Microsoft Office 2010 Beta, ODF and leap-year-bug

by jlundstocholm 5. February 2010 23:45

Some time ago I did some tests of Excel in Microsoft Office 2010 (CTP). The test was around OOXML - but test of ODF-support was missing.

One of the things ODF is missing but is in OOXML is the leap-year-bug ... although most of propably don't miss it all that much. The leap-year-bug is the good ol' Lotus 1-2-3 bug that treated 1900 as a leap year. As a consequence of that, calculations based on dates in the range from January 1st 1900 and February 28th 1900 with dates after this period will be off with one day.

Since Microsoft Office supports (a subset of) ODF, I thought it'd be fun to look at how Excel 2010 handles the leap-year-bug.

The first thing to do is to show how the leap-year-bug is handled by Excel:

So adding a day to February 28th 1900 will result in the non-existing date February 29th 1900, and if you subtract the dates February 27th 1900 and March 2nd 1900 (you'd expect the a value of 3) you actually get a value of 4.

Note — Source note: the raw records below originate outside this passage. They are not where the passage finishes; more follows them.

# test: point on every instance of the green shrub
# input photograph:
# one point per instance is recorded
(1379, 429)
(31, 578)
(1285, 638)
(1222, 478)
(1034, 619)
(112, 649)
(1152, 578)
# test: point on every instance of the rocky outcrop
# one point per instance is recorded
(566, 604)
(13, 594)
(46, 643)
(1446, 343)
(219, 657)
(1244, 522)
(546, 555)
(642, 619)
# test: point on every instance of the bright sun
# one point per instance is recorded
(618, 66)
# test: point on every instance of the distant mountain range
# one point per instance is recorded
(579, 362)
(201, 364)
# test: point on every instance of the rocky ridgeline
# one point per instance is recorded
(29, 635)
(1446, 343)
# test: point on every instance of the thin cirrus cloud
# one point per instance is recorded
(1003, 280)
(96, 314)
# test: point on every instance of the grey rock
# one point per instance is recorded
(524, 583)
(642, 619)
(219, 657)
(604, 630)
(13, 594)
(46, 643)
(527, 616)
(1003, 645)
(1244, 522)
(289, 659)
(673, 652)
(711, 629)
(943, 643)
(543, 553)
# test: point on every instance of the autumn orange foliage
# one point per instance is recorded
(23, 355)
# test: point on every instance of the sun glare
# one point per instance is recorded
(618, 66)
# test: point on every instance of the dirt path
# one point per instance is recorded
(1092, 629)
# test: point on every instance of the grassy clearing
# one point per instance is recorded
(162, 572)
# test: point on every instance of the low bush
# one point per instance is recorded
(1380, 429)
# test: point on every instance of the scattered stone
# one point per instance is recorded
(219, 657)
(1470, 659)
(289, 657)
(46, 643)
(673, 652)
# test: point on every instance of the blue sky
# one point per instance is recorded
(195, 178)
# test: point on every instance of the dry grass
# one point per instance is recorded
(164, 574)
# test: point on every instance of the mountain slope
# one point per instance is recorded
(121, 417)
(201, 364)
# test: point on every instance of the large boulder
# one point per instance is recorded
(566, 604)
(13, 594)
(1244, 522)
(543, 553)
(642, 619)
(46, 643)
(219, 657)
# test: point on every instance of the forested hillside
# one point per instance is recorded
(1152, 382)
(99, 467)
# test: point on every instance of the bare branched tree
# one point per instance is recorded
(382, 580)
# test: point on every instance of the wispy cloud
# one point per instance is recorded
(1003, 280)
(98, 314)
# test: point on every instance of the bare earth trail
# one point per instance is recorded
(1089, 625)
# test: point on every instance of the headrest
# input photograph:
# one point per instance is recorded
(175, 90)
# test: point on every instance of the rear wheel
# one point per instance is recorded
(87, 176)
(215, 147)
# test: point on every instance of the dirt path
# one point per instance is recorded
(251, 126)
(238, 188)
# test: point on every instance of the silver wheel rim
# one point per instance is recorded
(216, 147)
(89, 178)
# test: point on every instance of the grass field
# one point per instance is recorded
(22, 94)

So what will happen if you save this spreadsheet in ODF-format and open it again in Excel? You might expect that - since it was round-tripped through a format not supporting the leap-year-bug, the calculations would now be correct.

... but you'd be wrong. The result is excatly the same:

As I was, you might be wondering how the hell that was possible. But a simple inspection of the markup generated by Microsoft Excel 2010 reveals the answer:


<table:table-cell
  office:value-type="date"
  office:date-value="1900-02-29T00:00:00"
  table:formula="msoxl:=A2+1"
  >
  <text:p>29-02-1900</text:p>
  </table:table-cell>

A quick-and-dirty conclusion to this would be that Microsoft Excel 2010 violates not only ODF but also xsd:datetime, since February 29th is not a valid xsd:datetime. However, an inspection of ODF reveals that this is not the case. Microsoft Office claims conformance to ODF 1.1. and ODF 1.1 states the following about the value-space of the attribute "office:date-value" (Section 16.1 , p 702) :

A dateOrDateTime value is essentially an [xmlschema-2] date and time value with an optional time component. In other words, it may contain either a date, or a date and time value.

So strictly (*giggle*) speaking, Microsoft Office 2010 does not violate ODF 1.1 .

However - specifying an invalid date in an attribute that might contain xsd:dates is not very smart, dear Microsoft. Those of us wanting to use standard libraries to process the content of an ODF-document will likely get unpredictable results when trying to parse this invalid date. Heck, even .Net's DateTime.Parse()-method throws an exception when trying to parse this value.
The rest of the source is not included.